A Bright Side to Higher Food Prices?
We’re all feeling the pinch in one form or another. We feel it when we hand over the extra dollar for the slice of pizza or part with $4 dollars for a half-gallon of orange juice. We notice it too in the shrinking size of cereal boxes or in the ever smaller portions of rice we’re served at Japanese restaurants.
No one likes the sting, but is it possible that some good can come from the price spikes? Can there possibly be a bright side to higher food prices? The optimist in me says there is.
The shock of higher prices jolts us from a long 50-plus-year sleep – an era when most Americans stopped worrying about food production and began to take food for granted. As the country shifted to large-scale agriculture and great bounties of food began to appear regularly and conveniently at cheap prices on supermarket shelves, people slowly lost touch with the land and what it produces when. They forgot about farmers and the risks they faced with hot-tempered Mother Nature.
Higher food prices connect us to farms and farmers in a way we haven’t been in a long time. Images of inundated cornfields in the Midwest and stories of crop failures and food shortages around the world are an unwelcome wakeup call – a reminder of how farmers and the land should never be taken for granted.
It’s hard not to connect with farmers when we hear stories of their toil. In a recent New York Times article, one Iowa farmer worried how he and his fellow American farmers would be able to feed the world, given the disastrous crop failures. If they take on the burdens of the world, people might begin to think more responsibly about how they eat and what they can do to minimize their toll on the earth. People might begin appreciating their fruits and veggies a little more, and the breads, cheeses and meats they mindlessly throw into their shopping carts.

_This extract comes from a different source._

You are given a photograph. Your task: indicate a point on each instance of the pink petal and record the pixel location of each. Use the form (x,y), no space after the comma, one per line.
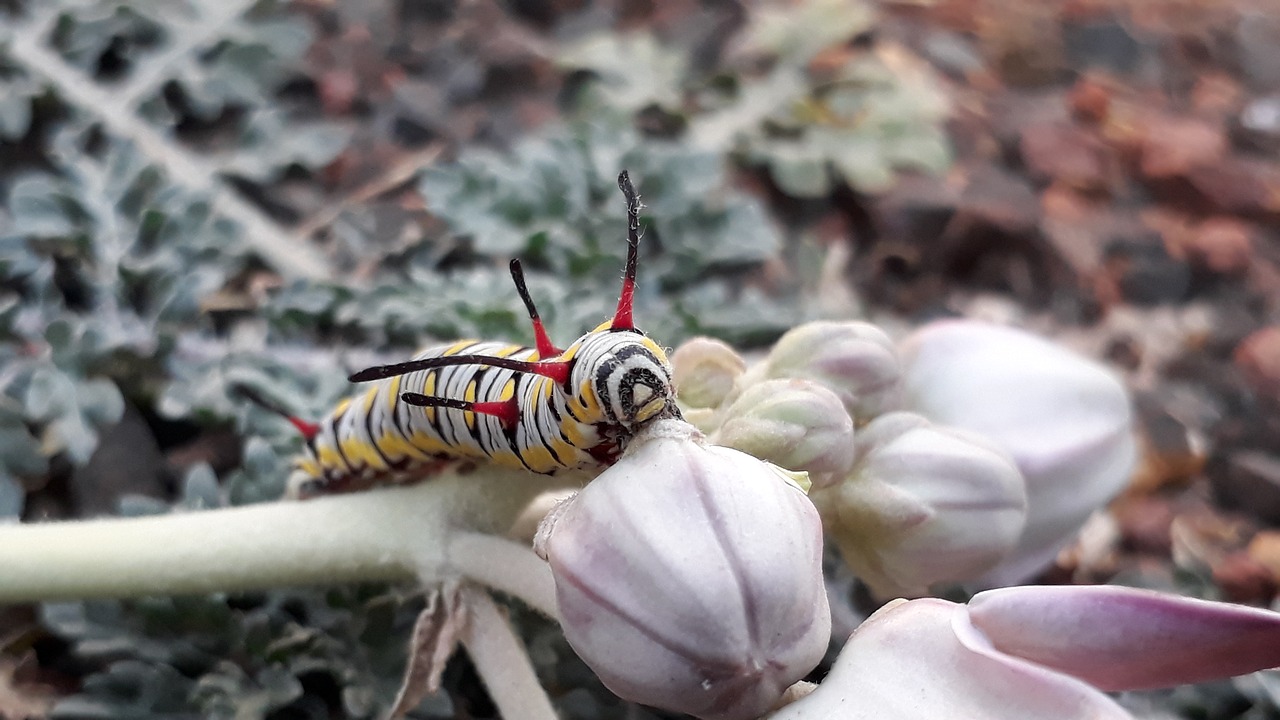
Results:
(920,660)
(1123,638)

They might even start to follow Michael Pollan’s words of wisdom on eating: Eat food. Not too much. Mostly plants.
A few months ago, my boss, an avid consumer of Coca Cola, Pepsi and other soft drinks, wondered aloud why the local pizzeria hiked its prices. Pizza is not made from corn, he remarked. Why should the prices go up? Colleagues piped in with explanations – higher costs of fuel and fertilizer, and grain shortages across the board. It was a reality check, an epiphany that food may not always be there for the taking.
Higher food prices also make us better shoppers. I recently bumped into a woman at a health food store who fretted about the ever smaller boxes of cereal. “I’m paying attention to sizes and costs like I never did before,” she told me. Both of us then commiserated about cereal makers’ marketing ploys. We spent a few minutes comparing cereal box sizes. Even though some were exactly the same size and shape, not all contained the same amount of cereal.
Higher prices got us talking and thinking. I’d say that’s a good thing.